■内気循環は冷房の効きを高めるがデメリットも
クルマのエアコンには、冷房や暖房が吹き出すダクトを切り替えるだけでなく、吹き出す空気の種類も選べる。それは外気を取り込んで空調した空気を送り込む外気導入と、車内の空気を取り込んで空調して送り出す内気循環の2種類で、車種によっては外気と内気をミックスした状況も作れる。
外気導入のメリットは温度調節した新鮮な空気をつねに取り込めることだ。しかし交通量の多い地点では、周囲のクルマの排気ガスが侵入してきてしまうなど、外気導入ならではのデメリットも存在する。
内気循環のメリットは、ある程度温度調整が済んだ状態であれば、室内の温度を維持しやすいことだ。外気温と室内温度の差が大きいほど、内気循環にした方が冷暖房の効率を高められる。
オートエアコンであれば、徐々に風量が下がっていく制御を実感しているだろうが、あれは設定温度に室内の気温が近付いたことから、冷房を弱めているのだ。
室内温度が設定温度に近づけば、強く冷房を続ける必要がなくなるので、エバポレーター(熱交換器)が空気を冷やす必要も少なくなり、風量も減らしていくのだ。つまり内気循環の方が冷房は効くし、燃費向上にもつながる。

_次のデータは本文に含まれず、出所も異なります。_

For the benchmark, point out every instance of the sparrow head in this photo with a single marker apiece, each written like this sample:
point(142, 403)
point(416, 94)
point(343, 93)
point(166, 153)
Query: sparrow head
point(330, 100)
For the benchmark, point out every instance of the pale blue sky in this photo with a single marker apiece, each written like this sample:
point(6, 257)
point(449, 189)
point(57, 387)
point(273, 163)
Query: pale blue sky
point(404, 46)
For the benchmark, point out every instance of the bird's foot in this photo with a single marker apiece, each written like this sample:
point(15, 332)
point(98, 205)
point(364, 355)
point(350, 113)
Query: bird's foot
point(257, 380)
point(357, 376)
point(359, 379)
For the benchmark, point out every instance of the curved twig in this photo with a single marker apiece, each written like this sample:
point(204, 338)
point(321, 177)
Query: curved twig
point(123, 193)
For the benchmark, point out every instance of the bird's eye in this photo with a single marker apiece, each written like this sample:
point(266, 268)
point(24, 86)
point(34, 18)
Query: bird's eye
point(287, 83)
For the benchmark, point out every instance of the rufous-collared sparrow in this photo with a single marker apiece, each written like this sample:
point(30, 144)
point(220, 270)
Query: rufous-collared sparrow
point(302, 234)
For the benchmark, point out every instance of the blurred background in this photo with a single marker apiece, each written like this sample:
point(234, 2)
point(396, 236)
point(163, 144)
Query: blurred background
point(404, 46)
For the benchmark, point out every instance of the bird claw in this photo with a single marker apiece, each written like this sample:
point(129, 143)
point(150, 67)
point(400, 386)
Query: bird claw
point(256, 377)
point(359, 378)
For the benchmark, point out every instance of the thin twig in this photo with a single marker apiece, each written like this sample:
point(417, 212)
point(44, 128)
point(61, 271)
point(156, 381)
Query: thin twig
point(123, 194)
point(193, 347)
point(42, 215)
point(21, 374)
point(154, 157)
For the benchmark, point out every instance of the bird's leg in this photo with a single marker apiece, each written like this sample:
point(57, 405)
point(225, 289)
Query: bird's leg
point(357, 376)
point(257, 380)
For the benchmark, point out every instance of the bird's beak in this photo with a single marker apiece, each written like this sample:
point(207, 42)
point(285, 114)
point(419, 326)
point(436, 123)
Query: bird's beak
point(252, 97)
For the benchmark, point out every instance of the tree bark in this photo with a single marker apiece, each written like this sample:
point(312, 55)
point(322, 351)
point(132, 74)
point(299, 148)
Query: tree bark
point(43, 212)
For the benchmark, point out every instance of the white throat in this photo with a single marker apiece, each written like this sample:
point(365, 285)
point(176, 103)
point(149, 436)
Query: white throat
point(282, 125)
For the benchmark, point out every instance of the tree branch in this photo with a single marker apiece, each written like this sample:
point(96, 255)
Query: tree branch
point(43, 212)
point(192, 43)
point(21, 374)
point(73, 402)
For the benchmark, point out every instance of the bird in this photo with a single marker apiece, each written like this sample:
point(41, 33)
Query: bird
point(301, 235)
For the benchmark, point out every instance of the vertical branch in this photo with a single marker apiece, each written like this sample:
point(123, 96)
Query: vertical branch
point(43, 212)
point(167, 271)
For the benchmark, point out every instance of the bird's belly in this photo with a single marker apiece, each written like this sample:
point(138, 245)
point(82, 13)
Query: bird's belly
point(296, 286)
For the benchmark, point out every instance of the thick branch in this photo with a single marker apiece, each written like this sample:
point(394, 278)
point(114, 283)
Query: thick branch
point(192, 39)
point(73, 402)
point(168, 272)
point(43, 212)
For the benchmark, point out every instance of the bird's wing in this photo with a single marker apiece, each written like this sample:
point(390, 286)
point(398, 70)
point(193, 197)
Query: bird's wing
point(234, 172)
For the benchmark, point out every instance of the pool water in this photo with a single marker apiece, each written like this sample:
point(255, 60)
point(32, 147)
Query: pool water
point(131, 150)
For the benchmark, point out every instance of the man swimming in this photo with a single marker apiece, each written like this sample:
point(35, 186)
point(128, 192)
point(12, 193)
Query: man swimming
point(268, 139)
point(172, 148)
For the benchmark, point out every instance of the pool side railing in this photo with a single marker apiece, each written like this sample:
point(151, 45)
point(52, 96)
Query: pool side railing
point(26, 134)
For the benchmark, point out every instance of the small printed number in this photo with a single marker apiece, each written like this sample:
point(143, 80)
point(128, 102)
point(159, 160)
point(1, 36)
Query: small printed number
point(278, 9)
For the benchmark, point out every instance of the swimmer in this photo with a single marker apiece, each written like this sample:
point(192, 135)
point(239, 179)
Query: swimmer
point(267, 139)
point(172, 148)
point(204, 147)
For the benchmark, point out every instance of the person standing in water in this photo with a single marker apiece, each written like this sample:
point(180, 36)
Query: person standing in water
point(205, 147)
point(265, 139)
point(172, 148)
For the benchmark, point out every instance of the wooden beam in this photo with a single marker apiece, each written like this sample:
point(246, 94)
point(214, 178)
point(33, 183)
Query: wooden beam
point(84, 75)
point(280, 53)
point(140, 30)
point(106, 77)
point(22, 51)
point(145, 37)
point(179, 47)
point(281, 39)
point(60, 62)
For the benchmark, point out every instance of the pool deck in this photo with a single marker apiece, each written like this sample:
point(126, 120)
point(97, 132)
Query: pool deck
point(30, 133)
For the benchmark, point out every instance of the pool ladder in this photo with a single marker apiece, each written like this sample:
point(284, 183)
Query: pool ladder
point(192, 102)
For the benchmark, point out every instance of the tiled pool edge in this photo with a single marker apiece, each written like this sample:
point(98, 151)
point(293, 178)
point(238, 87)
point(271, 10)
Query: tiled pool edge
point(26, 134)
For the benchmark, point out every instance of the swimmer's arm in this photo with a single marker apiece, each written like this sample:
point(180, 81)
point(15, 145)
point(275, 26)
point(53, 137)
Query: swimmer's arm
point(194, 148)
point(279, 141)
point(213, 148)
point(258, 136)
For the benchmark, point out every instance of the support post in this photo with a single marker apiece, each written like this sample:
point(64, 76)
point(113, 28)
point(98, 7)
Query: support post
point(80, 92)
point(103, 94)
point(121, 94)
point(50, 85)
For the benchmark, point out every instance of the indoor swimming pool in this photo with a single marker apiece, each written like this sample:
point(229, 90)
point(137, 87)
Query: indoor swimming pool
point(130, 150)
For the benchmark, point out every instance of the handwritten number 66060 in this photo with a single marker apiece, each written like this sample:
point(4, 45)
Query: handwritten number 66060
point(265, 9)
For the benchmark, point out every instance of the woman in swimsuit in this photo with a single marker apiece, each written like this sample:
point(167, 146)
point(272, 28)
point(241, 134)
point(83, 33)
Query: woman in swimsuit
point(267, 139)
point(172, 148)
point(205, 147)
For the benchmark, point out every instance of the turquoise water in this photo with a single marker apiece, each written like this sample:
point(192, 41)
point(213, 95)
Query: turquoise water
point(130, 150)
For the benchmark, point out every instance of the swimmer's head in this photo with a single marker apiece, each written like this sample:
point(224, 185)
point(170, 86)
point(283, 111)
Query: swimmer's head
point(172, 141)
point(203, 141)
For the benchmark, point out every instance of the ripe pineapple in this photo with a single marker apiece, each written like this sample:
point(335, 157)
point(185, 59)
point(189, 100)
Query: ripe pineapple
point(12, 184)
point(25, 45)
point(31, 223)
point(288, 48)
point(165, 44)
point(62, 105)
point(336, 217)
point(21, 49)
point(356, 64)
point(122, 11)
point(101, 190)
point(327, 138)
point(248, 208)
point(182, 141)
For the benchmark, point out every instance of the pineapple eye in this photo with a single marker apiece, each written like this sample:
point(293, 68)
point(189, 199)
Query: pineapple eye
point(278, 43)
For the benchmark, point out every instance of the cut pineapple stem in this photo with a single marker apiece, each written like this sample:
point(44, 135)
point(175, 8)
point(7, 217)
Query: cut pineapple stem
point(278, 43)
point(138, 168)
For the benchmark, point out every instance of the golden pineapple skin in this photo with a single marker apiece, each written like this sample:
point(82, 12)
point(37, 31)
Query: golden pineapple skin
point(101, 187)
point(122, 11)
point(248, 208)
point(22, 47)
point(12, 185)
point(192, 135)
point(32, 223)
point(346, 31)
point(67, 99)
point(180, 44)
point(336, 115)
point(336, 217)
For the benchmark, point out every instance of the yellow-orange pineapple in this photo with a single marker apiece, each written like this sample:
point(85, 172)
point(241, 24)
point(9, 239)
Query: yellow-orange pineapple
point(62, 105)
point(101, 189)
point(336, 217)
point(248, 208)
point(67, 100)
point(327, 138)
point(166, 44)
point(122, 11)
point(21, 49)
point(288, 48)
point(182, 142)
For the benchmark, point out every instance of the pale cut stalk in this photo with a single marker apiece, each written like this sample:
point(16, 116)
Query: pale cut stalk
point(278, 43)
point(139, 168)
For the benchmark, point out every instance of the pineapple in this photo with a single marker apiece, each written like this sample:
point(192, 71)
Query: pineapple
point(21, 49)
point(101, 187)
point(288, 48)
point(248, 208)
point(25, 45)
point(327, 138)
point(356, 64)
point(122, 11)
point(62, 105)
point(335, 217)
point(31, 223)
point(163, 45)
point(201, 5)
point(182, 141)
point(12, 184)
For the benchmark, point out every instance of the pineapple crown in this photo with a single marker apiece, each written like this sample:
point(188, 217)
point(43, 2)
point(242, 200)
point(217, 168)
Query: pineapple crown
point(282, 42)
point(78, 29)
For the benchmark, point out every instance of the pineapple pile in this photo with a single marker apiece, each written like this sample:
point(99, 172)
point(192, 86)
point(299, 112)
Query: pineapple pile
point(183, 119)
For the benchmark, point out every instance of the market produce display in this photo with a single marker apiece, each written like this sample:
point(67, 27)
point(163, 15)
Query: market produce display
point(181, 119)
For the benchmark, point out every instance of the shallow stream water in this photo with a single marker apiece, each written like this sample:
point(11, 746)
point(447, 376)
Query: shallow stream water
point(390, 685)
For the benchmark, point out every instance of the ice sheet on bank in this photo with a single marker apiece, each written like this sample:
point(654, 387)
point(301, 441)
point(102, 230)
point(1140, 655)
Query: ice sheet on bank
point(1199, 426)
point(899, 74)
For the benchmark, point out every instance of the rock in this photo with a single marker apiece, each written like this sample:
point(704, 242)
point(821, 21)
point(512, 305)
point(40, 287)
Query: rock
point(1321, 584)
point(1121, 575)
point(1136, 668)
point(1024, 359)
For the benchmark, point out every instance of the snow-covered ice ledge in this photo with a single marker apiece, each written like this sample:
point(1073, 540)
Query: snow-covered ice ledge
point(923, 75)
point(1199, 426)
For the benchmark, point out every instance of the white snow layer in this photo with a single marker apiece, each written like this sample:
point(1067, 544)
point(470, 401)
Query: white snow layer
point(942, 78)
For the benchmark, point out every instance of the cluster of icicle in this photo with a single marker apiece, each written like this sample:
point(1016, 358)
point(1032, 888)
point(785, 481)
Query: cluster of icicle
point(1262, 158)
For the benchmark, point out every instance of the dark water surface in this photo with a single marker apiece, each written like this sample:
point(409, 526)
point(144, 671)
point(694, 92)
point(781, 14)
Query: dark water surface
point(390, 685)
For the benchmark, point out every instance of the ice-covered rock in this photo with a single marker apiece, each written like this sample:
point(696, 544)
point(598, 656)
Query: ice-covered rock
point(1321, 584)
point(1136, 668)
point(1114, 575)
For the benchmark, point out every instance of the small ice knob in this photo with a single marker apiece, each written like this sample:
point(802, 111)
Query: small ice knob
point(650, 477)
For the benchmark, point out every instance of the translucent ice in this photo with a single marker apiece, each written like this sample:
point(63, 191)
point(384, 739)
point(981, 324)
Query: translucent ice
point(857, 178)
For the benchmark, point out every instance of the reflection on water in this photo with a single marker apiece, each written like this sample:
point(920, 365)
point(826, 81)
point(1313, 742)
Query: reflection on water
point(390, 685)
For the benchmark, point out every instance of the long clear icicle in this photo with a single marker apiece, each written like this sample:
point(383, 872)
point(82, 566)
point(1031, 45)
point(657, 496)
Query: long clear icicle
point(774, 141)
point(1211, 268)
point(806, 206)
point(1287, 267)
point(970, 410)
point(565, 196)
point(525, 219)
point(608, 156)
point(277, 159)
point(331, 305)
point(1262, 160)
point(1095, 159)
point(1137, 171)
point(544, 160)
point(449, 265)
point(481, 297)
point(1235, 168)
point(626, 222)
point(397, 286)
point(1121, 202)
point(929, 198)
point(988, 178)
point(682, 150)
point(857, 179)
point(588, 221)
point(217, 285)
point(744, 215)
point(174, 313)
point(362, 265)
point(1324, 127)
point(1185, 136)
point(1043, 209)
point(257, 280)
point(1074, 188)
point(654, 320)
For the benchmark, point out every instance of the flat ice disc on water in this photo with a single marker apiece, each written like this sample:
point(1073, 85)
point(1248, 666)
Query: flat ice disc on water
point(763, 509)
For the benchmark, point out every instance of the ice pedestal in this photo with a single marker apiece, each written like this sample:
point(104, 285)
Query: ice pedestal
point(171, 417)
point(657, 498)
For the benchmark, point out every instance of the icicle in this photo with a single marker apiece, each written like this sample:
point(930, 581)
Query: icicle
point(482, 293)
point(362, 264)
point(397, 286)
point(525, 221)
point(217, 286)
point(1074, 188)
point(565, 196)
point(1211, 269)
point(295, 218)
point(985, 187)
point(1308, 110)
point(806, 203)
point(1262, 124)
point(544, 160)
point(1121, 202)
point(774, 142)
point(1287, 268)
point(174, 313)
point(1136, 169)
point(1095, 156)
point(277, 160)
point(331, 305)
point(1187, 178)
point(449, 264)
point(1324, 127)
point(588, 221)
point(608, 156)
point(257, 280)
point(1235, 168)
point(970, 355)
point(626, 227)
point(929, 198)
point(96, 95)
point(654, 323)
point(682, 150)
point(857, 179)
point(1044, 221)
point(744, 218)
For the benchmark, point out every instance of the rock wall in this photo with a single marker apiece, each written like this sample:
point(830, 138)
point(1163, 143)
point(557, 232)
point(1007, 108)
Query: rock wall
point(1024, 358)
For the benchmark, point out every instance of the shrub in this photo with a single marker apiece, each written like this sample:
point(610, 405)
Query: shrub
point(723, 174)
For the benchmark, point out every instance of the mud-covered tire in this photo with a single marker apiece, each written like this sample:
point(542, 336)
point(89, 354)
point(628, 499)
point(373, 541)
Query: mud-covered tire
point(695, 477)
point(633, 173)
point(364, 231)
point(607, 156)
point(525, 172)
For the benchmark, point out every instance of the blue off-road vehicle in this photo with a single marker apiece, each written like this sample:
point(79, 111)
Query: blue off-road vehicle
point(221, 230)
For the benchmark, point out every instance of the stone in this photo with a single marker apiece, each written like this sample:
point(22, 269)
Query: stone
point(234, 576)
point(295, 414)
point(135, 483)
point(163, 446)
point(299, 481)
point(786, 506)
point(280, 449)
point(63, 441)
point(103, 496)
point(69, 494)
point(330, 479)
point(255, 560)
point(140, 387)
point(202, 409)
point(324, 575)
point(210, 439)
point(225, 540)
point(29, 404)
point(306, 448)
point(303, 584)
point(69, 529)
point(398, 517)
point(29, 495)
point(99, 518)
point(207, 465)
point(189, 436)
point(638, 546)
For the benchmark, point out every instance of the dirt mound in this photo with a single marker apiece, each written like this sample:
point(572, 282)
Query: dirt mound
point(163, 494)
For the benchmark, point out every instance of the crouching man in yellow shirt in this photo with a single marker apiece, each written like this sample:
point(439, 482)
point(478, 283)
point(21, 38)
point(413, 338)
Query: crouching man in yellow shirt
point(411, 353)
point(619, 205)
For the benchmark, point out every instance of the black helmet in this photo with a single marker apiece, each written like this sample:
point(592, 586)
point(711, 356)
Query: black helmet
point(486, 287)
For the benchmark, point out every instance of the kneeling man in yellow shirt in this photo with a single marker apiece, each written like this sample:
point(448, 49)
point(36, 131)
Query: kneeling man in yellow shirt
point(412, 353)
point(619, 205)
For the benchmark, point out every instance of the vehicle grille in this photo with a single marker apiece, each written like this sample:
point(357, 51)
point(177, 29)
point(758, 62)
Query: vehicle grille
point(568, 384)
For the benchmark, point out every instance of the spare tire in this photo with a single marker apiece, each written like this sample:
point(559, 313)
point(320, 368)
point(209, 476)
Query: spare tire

しかし内気循環にもデメリットは存在する。それは室内の空気を循環させているため、乗員の呼気によって二酸化炭素の濃度が上昇してしまう。長時間、内気循環のままエアコンを使い続けてしまうと、酸欠状態になっていき、眠気や頭痛など、ドライバーの運転に対する集中力を阻害する恐れがあるのだ。
室内空間や乗員数にもよるが、内気循環を30分続けたら5分は外気導入にするなど、一定間隔で換気をすることを心がけることだ。
高級車のオートエアコンは、PM2.5センサーなどで外気が汚れているのを感知すると自動的に内気循環に切り替わり、一定時間後に再び外気導入に戻るという外気導入が基本の制御になっている。
■アイドリングストップと冷房はどう使い分けるか
アイドリングストップ車でもエアコンの使い始めなど、空調が大きく働いている時には信号待ちでもアイドリングストップが働かないこともあるが、通常は信号待ちでアイドリングストップが効いてしまうとエアコンも効かなくなってしまうことが多い。
真夏であれば、エンジンの再始動とエアコン風量を増大させるためのブロアファンの高回転利用を繰り返すのは、電力消費が大きく、オルタネータの負担になって燃費にも影響するし、バッテリーの劣化も進めてしまう。
そもそも燃費向上のための機構だが、以前のカタログ燃費であるJC08モードでは効果が認められたものの、現行のWLTCモードでのアイドリングストップ機構ありとなしの燃費は、表に一例をあげたが、市街地でのアルファードの燃費差0.9km/Lをどうみるか、その効果は微妙。
つまり実燃費での効果も限られたものであり、バッテリーの寿命が縮まることを考えるとトータルでエコロジーではないし、あまりエコノミーでもないのだ。
真夏は基本的にアイドリングストップをキャンセルすべきと考えよう。車種によってキャンセラーを装着できるなら、装着してしまってもいいのではないだろうか。
エアコンフィルターは、室内に導入する外気の微細なゴミをろ過してくれるだけでなく、エバポレーターの汚れもかなり防いでくれるから、エアコンダクトからの悪臭は最近はほとんど聞かれなくなった。
一方でエアコンフィルターを定期的に交換しないとエアコンの風量低下につながり、冷房の効率が低下してしまう。ということは燃費にも悪影響を与える(ファンの電力消費が増える)ので、フィルターは定期的に(車種によって異なる)交換しよう。
またエアコンフィルターには単なる不織布を織っただけのタイプだけでなく、脱臭や抗菌効果のあるプレミアムなフィルターも存在する。コロナ禍の今は、抗菌効果のあるフィルターを使った方が安心だ。